Book review of Michael Lewis’s The Big Short

Michael Lewis is one of the best storytellers around, and he brings his writing gifts to the arcane world of economics.  His catalogue features the classic Liar’s Poker, as well as Moneyball and The Blind Side, where he analyzed two of our most poplar pastimes through his economic lens.  Lewis tells the human story brilliantly; not only do you learn how markets work or don’t work, but you see how it affects the actors from an emotional level as well.  In short, even for the layman, Lewis conveys deep economic truths about complex matters, effortlessly.
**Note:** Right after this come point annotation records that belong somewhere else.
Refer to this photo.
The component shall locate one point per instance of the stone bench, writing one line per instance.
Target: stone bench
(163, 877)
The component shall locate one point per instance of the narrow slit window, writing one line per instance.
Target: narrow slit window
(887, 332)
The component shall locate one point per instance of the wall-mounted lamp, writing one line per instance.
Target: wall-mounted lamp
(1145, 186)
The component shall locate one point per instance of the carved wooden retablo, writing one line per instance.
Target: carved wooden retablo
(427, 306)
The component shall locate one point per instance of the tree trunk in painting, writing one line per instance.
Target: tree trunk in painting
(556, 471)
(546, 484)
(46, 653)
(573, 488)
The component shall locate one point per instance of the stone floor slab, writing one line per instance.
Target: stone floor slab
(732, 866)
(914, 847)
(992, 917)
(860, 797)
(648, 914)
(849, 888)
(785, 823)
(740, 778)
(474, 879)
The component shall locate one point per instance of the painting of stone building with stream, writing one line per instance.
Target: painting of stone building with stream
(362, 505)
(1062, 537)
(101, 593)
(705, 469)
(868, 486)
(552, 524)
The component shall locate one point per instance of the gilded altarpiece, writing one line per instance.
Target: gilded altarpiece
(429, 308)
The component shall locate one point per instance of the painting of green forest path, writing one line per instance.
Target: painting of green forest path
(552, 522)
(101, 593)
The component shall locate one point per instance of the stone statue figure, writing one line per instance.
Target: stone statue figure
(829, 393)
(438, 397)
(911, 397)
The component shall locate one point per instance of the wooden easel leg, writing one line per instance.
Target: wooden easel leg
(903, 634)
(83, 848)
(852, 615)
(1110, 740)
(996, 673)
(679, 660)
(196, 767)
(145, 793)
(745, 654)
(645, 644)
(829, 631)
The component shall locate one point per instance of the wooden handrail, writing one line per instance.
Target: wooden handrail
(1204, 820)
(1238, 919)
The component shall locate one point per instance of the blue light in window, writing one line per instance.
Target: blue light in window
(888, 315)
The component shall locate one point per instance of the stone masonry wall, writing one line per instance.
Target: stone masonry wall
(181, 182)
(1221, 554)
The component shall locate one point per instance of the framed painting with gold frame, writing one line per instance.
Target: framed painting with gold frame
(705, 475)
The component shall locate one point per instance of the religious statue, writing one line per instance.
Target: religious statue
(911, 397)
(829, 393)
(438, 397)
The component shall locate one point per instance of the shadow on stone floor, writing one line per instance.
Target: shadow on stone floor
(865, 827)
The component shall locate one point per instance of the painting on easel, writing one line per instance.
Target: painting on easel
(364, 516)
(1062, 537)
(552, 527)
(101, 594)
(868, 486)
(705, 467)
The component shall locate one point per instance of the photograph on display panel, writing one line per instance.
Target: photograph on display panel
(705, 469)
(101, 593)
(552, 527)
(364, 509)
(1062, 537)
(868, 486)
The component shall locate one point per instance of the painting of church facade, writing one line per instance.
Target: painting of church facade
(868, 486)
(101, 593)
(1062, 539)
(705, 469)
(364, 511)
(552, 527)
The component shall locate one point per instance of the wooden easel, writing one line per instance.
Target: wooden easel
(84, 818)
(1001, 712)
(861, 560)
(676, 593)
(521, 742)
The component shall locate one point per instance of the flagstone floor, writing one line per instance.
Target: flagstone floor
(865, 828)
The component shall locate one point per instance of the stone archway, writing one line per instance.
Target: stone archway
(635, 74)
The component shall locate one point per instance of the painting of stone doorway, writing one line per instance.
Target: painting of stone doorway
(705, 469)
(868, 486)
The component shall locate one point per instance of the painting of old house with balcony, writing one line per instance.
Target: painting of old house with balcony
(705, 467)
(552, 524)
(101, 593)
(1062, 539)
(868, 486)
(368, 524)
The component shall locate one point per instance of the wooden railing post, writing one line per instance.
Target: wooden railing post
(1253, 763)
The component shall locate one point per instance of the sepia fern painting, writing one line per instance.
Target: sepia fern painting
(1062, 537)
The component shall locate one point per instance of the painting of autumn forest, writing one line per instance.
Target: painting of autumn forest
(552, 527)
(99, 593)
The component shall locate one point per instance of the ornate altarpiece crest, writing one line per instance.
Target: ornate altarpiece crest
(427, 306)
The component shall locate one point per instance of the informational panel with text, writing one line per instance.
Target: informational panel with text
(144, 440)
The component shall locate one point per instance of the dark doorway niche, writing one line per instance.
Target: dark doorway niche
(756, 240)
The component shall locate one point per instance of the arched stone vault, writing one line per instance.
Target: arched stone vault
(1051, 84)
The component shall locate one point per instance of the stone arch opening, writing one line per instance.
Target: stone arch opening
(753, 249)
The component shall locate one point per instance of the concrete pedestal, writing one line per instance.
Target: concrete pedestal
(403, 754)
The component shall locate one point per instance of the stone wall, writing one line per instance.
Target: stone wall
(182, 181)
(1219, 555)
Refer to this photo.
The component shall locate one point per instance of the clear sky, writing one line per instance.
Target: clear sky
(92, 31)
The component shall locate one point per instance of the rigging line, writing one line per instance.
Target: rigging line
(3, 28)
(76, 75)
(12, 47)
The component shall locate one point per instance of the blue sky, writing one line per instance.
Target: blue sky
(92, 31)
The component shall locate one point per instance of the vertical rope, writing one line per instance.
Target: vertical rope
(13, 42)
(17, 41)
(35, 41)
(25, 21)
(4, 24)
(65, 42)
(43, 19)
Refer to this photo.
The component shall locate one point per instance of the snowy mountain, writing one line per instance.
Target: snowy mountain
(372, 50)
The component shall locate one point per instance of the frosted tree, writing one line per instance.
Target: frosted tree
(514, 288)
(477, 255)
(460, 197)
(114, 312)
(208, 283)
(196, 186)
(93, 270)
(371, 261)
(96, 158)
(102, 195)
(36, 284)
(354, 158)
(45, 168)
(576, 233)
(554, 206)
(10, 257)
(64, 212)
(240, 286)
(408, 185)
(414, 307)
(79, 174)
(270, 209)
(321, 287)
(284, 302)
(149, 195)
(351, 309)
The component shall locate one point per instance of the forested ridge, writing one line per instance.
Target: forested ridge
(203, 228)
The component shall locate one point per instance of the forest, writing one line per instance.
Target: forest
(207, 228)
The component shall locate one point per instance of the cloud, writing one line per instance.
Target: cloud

There have been many attempts to catalog the Great Economic Crisis of 2008 thus far, from brilliant economists and journalists.  However, Michael Lewis’s The Big Short probably captures the most essential part, in his trademark fashion.  Lewis takes us inside the lives of the outliers who foresaw the Mortgage Bubble inflating, and bet all their chips against all of Wall St. and our economic paradigm at a time when almost no one agreed with them.  The characters in this story spring to life as if out of a great novel, but given the fact that this story is still so recent, the raw emotions of the events are still affecting them, as well as the reader.

Hindsight is 20-20, but it is too easy to look back at Michael Burry, the unlikely head of Scion Capital, who first predicted this catastrophe back in 2003, and wonder, why didn’t we all see this coming?  Of course for Burry, Steve Eisman, Greg Lippmann, and the few that made a fortune when the bubble popped, this was not an easy payday.  They struggled with their bets, both in the face of skepticism and in their unwillingness at times to believe that the powers that be would really let the subprime mess happen.  Once Bear Sterns failed in 2008, and the dominos started falling, the events happened fast, and the heroes in this story were left wondering if the country would even survive.

Lewis captured the heart of the biggest story of our time.   This book is a great pleasure to read, even through we are all still suffering the consequences of the crisis.  This may be his best book yet.